Kein Abschuss in Thüringen Wolfshybriden müssen doch nicht sterben
08.11.2017, 19:12 Uhr
Aufnahmen einer Fotofalle vom Oktober zeigen die Wolfshybriden.
(Foto: Bundesanstalt für Immobilienaufgaben/dpa)
Die Mutter ist eine Wölfin, der Vater ein Hund: Aus Artenschutzgründen dürfen sich die sechs Wolfshybriden, die in Thüringen leben, aber nicht fortpflanzen. Doch statt sie abzuschießen, sollen sie nun gefangen und umgesiedelt werden.
Die sechs sogenannten Wolfshybriden in Thüringen werden doch nicht getötet. Wie Umweltministerin Anja Siegesmund mitteilte, sollen sie eingefangen und in einen Tierpark gebracht werden. Die Entscheidung sei "nach gründlicher Prüfung aller Optionen" gefallen, erklärte die Grünen-Politikerin in Erfurt.
Bei den Wolfshybriden handelt es sich um die Nachkommen einer Wölfin und eines Hundes. Im Thüringer Wolfsmanagementplan ist festgelegt, dass solche Tiere aus Artenschutzgründen nicht in der Natur bleiben und sich weiter vermehren dürfen. Experten der Dokumentations- und Beratungsstelle des Bundes zum Thema Wolf (DBBW) hatten zuvor zum Abschuss der Hybriden geraten.

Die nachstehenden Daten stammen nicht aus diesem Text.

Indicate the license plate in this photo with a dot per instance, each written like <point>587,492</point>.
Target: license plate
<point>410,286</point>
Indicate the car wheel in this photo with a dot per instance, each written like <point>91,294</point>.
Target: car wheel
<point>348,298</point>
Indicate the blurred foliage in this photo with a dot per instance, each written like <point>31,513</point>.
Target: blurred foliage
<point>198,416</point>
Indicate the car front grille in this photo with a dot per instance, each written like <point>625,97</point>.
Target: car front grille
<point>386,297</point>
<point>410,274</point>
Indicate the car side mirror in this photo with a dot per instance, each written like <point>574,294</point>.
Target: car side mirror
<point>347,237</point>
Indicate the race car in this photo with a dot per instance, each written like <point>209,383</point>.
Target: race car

"Wir haben uns die Entscheidung nicht leicht gemacht - es gilt, Artenschutz und Tierschutz gleichermaßen zu berücksichtigten", betonte Siegesmund. Es werde versucht, die Welpen zu fangen und in den Bärenpark Worbis zu bringen. Es gebe dort große naturbelassene Gehege, zudem habe das Konzept der gemeinsamen Haltung von Bären und Wölfen bislang sehr positive Erfahrungen erbracht.
Attacken auf Schafe und Ziegen
Falls die Einfangversuche bis Februar nicht erfolgreich sein sollten, kommt ein Abschuss demnach aber weiterhin als letzte Möglichkeit in Frage. Bis zum Frühjahr werden die Jungtiere Experten zufolge voraussichtlich geschlechtsreif sein. Sie würden danach aufbrechen, um sich selbst Reviere zu suchen.
Mutter und Welpen leben auf dem Truppenübungsplatz Ohrdruf und beschäftigen Behörden und Bevölkerung bereits seit längerem. In der Gegend häuften sich in diesem Jahr bereits Attacken auf Schafe und Ziegen, in zwei von 13 Fällen wurde das Alttier durch DNA-Tests als Verursacherin ermittelt. Seit einem Monat steht fest, dass es sich beim Nachwuchs um Kreuzungen handelt.
Nach Angaben des Erfurter Umweltministeriums handelt es sich um den zweiten derartigen Fall in Deutschland. 2004 hatten die Behörden in Sachsen junge Hybriden aus Wolf und Haushund gefangen und in einem Gehege untergebracht. Diese litten aber unter der Gefangenschaft und starben nach kurzer Zeit. Eben deshalb empfahl das DBBW den Abschuss als tierschutzgerechte Option.
Muttertier soll nicht gefangen werden
Siegesmund verteidigte jedoch den jetzigen Entschluss. "Wir sind von der Fachkompetenz des Bärenparks überzeugt." Mittelfristig solle er zur zentralen Aufnahmestelle für Wölfe, Hybriden und Luchse in Thüringen werden. Die Wölfin selbst soll nicht gefangen werden. Sie soll aber möglichst mit einem Sender versehen werden, um ihre Bewegungen besser verfolgen zu können.
Seit einigen Jahren haben sich Wölfe wieder in Deutschland angesiedelt und breiten sich aus. In letzter Zeit kommt es vermehrt zu Konflikten, etwa weil die Tiere Nutztiere reißen oder auf bedrohlich empfundene Art in der Nähe von Menschen auftauchen. In Teilen der Politik wird bereits diskutiert, Wölfe dem Jagdrecht zu unterstellen, um den Bestand zu regeln. Diese Überlegungen sind aber heftig umstritten.
Bislang sind Wölfe nach deutschen und europäischen Gesetzen äußerst streng geschützt. Es ist verboten, sie zu fangen oder zu töten. Auch Fang und Umsiedlung der Ohrdrufer Wolfshybriden müssen erst noch von der zuständigen Oberen Naturschutzbehörde Thüringens per Ausnahmegenehmigung gebilligt werden. Anschließend sollen Wolfsexperten die Familie finden und Lebendfallen aufstellen.